Nicholas, Shipton, Schollum, Rickard and errant websites

Although a New Zealand blogger has deleted an unlawful post in relation to the Nicholas case, it is still available on an overseas website that has aggregated the post. Overseas sites cannot breach New Zealand suppression orders as such orders are limited to New Zealand media and web sites, even if the material was written in New Zealand, apparently.

Now, some people are saying that sites like Big News, which is hosted by Blogger, should be exempt from our suppression laws and be allowed to post contemptous material, because such sites are hosted in a country other than New Zealand.

Rubbish. If an article, blog post or comment was written anywhere for a New Zealand publication, or for an audience intended to include people in New Zealand, my understanding that our suppression laws apply.

Those flyers headed "We Believe Louise Nicholas" distributed at the Wellington Railway Station and at Cuba Mall by Emma Willis and her mates go too far in breaching the court order suppressing certain evidence in the recent rape trial of the three men.

Some people are asking why previous convictions cannot be disclosed in a criminal trial.

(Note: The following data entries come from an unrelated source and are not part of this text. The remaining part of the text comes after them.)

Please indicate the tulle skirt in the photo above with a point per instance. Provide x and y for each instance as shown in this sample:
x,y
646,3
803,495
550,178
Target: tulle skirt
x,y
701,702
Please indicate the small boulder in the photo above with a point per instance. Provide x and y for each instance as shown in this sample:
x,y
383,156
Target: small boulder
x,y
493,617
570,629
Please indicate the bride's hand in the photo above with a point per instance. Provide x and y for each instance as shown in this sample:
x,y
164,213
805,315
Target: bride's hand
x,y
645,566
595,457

I am now asking why a judgement on a certain court case has been posted on the Internet and linked widely in a flagrant and blatant contempt of court.

1 comment:

Aquasprite said...

A person on trial for any crime may bring People with "Good Character" references into the court - why should the prosecution not be allowed to present "Bad Character" references, such as previous and current convictions?
I bet that if the jury in the Louise Nicholas trial had known about these, they would have been a lot less likely to acquit.